CSV Analyst

Pharmathen is one of the leading complex drug delivery and formulation developers and is among the top 50 pharmaceutical research companies in Europe. Driven by innovation, the company specializes in one of the most modern and technologically innovative sectors, developing Long Acting Injectables (LAI), Sustained Release formulations and Preservative Free Ophthalmics.

Pharmathen’s portfolio consists of over 100 products, produced at its facility in Sapes, Rodopi, approved by the US Food and Drug Administration (FDA), and at its modernized production unit in Pallini, Attica.

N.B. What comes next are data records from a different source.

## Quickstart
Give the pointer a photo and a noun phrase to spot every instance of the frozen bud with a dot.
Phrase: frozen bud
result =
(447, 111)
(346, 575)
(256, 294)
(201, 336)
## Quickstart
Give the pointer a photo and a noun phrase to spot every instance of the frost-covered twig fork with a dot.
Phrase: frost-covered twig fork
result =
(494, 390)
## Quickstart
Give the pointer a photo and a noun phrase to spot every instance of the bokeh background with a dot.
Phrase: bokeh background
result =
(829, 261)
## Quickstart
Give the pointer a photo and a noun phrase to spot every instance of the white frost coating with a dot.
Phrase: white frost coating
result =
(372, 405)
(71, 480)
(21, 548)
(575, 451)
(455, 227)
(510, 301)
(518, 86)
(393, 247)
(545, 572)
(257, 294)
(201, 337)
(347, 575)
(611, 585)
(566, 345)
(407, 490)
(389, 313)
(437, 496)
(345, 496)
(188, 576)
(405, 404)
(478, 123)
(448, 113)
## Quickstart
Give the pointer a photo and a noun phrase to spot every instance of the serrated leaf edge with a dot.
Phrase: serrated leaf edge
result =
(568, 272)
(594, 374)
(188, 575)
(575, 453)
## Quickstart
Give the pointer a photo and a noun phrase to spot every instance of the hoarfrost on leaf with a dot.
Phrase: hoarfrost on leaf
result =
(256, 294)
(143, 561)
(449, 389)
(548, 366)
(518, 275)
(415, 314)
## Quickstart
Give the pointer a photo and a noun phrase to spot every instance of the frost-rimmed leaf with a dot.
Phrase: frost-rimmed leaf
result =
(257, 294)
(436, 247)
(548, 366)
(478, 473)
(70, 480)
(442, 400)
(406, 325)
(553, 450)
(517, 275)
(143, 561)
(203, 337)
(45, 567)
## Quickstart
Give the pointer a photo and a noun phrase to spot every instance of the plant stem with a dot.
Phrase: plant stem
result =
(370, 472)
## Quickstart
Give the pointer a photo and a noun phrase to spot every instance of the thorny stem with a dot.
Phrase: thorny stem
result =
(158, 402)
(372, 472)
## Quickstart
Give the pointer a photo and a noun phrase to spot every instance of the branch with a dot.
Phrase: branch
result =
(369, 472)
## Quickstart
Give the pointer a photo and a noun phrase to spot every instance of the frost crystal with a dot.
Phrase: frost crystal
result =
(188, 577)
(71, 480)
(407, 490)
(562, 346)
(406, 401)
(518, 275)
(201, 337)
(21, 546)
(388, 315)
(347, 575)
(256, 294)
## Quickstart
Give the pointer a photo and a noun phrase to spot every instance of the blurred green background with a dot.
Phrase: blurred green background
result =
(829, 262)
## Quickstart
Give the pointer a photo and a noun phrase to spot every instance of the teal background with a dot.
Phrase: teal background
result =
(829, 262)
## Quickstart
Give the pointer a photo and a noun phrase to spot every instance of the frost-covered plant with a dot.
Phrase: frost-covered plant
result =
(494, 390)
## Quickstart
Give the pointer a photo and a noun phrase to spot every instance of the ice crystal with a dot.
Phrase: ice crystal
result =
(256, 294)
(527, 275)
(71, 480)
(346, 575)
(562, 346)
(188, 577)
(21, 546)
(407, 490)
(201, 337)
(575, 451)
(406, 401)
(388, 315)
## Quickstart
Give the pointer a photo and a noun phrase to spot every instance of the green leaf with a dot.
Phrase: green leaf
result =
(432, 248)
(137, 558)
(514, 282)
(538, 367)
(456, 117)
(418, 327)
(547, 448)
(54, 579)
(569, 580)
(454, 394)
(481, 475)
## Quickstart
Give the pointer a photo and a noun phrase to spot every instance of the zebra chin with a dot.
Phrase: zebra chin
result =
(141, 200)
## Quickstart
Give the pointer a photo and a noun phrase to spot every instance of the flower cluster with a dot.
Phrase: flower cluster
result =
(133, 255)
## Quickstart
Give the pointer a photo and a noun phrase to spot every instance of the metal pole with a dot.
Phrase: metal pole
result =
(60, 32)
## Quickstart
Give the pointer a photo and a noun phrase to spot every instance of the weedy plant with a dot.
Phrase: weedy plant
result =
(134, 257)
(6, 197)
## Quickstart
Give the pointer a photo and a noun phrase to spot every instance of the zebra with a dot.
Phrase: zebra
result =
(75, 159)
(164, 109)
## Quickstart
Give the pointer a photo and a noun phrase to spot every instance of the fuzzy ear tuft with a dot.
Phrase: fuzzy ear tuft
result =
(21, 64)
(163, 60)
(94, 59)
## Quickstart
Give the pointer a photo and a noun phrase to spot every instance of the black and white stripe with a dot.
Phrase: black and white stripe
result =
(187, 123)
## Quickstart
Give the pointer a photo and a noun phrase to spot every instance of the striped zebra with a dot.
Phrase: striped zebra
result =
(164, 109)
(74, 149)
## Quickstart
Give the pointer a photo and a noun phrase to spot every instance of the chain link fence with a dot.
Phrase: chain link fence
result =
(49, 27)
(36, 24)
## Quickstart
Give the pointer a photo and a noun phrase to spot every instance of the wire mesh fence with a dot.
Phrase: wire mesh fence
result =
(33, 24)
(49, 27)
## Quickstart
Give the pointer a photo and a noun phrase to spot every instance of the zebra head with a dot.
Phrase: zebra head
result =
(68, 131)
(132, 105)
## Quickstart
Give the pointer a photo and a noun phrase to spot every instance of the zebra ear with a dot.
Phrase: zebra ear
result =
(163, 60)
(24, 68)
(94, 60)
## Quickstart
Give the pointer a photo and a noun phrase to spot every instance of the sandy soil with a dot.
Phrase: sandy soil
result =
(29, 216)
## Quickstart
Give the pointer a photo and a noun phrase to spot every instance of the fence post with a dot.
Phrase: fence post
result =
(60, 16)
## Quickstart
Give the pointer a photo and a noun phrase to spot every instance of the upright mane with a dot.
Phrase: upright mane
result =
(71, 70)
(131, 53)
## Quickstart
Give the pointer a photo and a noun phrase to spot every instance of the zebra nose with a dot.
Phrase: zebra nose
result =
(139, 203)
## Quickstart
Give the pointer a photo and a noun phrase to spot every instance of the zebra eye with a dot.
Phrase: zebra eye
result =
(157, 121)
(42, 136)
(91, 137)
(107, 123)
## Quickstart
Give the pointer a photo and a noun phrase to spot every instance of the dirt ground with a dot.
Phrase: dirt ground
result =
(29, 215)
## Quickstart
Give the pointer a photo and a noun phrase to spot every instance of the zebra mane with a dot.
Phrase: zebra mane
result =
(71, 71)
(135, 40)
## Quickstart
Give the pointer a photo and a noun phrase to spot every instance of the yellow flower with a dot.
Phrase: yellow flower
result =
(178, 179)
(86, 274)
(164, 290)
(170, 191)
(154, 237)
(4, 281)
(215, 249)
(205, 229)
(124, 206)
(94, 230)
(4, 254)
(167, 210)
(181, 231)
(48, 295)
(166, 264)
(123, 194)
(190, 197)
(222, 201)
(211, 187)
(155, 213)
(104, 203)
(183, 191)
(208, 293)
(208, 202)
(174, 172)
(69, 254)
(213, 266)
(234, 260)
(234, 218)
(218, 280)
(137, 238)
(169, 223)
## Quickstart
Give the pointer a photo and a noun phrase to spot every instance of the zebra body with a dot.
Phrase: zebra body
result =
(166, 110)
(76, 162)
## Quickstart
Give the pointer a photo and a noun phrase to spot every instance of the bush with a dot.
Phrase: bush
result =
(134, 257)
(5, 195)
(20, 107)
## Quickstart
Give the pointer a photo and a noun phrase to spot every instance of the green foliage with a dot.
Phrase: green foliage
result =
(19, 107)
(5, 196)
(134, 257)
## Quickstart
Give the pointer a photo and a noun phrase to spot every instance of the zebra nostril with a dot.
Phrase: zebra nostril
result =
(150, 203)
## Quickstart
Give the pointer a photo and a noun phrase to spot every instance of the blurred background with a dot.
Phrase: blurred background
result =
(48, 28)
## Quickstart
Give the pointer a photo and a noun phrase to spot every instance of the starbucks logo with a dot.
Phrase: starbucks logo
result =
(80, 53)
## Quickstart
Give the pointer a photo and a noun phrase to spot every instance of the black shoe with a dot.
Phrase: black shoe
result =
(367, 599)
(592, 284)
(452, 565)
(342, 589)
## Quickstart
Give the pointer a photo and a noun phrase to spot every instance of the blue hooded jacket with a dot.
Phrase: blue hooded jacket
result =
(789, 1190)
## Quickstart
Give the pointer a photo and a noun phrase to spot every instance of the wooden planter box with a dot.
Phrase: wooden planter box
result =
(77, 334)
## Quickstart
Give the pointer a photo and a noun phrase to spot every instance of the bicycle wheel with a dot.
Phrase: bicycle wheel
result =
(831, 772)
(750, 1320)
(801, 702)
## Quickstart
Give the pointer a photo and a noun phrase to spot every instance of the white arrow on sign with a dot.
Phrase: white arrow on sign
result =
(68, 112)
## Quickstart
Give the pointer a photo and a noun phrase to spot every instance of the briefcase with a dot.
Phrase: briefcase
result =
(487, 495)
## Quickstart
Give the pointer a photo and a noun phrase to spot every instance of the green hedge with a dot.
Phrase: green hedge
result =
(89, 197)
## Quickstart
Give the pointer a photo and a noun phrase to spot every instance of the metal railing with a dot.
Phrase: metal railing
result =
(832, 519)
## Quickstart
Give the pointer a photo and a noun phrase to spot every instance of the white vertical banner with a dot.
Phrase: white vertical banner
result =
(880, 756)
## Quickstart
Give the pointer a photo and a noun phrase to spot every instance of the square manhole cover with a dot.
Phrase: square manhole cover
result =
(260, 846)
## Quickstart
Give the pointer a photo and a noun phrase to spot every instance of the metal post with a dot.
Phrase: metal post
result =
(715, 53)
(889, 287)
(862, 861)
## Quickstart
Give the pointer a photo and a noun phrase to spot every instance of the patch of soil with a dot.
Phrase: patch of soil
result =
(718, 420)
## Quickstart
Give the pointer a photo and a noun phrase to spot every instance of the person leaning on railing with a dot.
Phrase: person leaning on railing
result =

Pharmathen is one of the largest private investors in research and development in Greece, with steady investments of €35 million annually in the R&D sector and employs over 1,350 people from over 24 different nationalities. The company's enduring success is attributed to the passion for creativity, the ethics, and dedication of its people, who share the company's vision of making a difference in people’s lives.

Due to continuous growth and expansion, Pharmathen Pharmaceuticals offers a great opportunity for career development and is seeking to attract a CSV Analyst to join our Business Applications & Systems Validation team at Pharmathen’s Marousi premises.

As a CSV Analyst you will be responsible to ensures that computer systems and their use comply with the regulatory requirements (including guidelines and current practice).

More particularly:

What you’ll do:

• Participate at the generation & execution of various GMP related documents and protocols, including URS, FS/DS, IQ, OQ & PQ
• Participate at the creation, revision and implementation of IT related policies or procedures.
• Assist in the audit, review, development and implementation of computerized systems to assure they meet required standards of quality and compliance
• Assist in queries regarding computer systems operation, development and validation during regulatory and due diligence inspections
• Collaborate with other departments to monitor compliance to standards/regulations that dictate the operation of the company’s IT systems
• Communicate with external parties (customers, suppliers) to ensure an appropriate level of support.
• Manage and support the core project team/users on a day-to-day basis
• Configure, and control operating systems, software applications, for ensuring the data integrity of GxP critical data.
• Assist in managing user accounts, permissions, and access rights across various systems and applications

Requirements

The ideal candidate should have:

• BSc in Electrical Engineering, Computer Science or relevant field
• Minimum of 4 years experience in a similar role
• Basic knowledge of Computerized Systems Validation – Legislation

Job-Specific Skills:

• Proficient with MS word and other computer skills
• In depth knowledge of preparation of Validation/Verification Protocols (URS, FS, DS documents)
• In depth knowledge of preparation-execution of automated/manual testing scripts (IQ/OQ/PQ Documents)
• Participation on SAT (Site Acceptance Test)/ UAT (User Acceptance Test) Activities
• Good Documentation Practices
• Strong understanding of Risk Management Methodology for Validation
• IT-QA Audits for leveraging of software supplier
• Experience in Deviation Investigation
• Change Control Management
• Excellent communication in English language (writing & speaking)

Benefits

What you'll gain:

• Involvement in a high-caliber, team-oriented and dynamic atmosphere
• Exposure to challenging business issues and practices
• Great opportunity to leverage and develop your business knowledge and skills

Join our team and experience the unique Pharmathen’s culture that gives you the opportunity to innovate, to make decisions, to achieve your own potential and to chart your own career!

Pharmathen is an equal opportunity employer. We welcome applications regardless of gender, race, age, religion, sexual orientation, and national origin.